Il se pourrait que certains arrivent à écrire sur commande. Pourquoi pas ? En concentrant sa volonté très fort, tout peut se produire, croyez moi. Certains l’affirment sans ambages. D’autres déclarent, péremptoirement, que le silence leur est indispensable pour coucher des mots sur le papier… Est-il possible d’écrire avec quelqu’un dans votre dos, derrière votre épaule ? Quelqu’un qui serait, par exemple, en train de lire le dos de la couverture du livre sur lequel vous prétendez écrire, en murmurant suffisamment fort pour que vous puissiez l’entendre : ça a l’air pas mal ! Moi, c’est une chose dont je suis incapable. Enfin, c’est ce que je croyais. C’est ce que j’affirmais, péremptoirement, jusqu’à ma découverte du livre de Gaëlle Obiégly : N’être personne. Mais ce n’est pas important ce qu’on dit. Ce n’est pas cela qui compte, ce qu’on pense de soi, ou de vous, ou en général. Ce qui importe c’est d’écrire ; ou de ne pas écrire. Mais d’y aller franchement, comme on se couche. Fermer les yeux. Puis, le matin, se lever. Et faire son lit. Ranger sa chambre. Faire la vaisselle. Se promener. Prendre une douche. Préparer le café. Regarder l’heure, parfois. En tout cas il faut se lancer, sans hésitation, dans la chose littéraire, ou dans l’eau de la piscine si l’on préfère nager que lire, comme c’est souvent mon cas. Il faut plonger quoi qu’il en soit. Bêtement. Il n’y a pas d’autre technique. Je n’en connais pas. Il n’y a que ce besoin de se baigner dans l’eau chlorée, ou dans les mots des autres, partager leurs humeurs, leurs allergies, leurs rhumes, tout : c’est ça le communisme.
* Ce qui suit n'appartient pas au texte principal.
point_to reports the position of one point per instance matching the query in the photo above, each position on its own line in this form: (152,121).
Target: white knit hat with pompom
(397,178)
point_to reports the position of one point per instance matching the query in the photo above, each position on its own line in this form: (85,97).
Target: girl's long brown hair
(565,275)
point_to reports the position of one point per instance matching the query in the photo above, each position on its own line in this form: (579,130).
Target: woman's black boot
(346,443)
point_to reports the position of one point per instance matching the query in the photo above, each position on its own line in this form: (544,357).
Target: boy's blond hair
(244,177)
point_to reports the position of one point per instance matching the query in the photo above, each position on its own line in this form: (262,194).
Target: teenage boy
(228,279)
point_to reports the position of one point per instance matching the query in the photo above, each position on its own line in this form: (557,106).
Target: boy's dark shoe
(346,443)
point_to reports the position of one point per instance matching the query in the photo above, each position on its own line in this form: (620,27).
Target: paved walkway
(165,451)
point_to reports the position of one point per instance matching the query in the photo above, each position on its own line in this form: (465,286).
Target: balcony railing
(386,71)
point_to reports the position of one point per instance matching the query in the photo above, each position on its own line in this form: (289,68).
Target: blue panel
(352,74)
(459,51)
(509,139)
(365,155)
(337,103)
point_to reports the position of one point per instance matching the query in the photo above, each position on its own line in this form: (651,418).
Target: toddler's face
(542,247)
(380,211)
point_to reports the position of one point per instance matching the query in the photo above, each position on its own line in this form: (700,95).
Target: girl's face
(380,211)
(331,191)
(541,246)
Pensez un peu ! Et hop, on y va : à la flotte tout le monde ! Mais qu’appelle-t-on penser ? Rien. Rien, le rien qui est à l’origine de toute pensée. Puisqu’il est impensable. Écrire sur ça écrase. Écrire entre, c’est mieux, on n’ajoute rien. C’est ainsi que je me suis retrouvé à écrire entre Gaëlle Obiégly. Robert ne voulait pas aller boire un pot, alors je suis resté assis, à mon poste, et j’ai écrit ceci : une critique de son bouquin paru aux éditions Verticales en janvier 2017. Mon père m’avait offert le livre en disant : tu verras. Et, passé ma réticence devant les deux premières pages, j’ai vu. Je mets le paquet, vous voilà prévenu. Je ne fais pas les choses à moitié, ce n’est pas mon style. Je n’y vais pas avec le dos de la cuillère, et ça donne ceci.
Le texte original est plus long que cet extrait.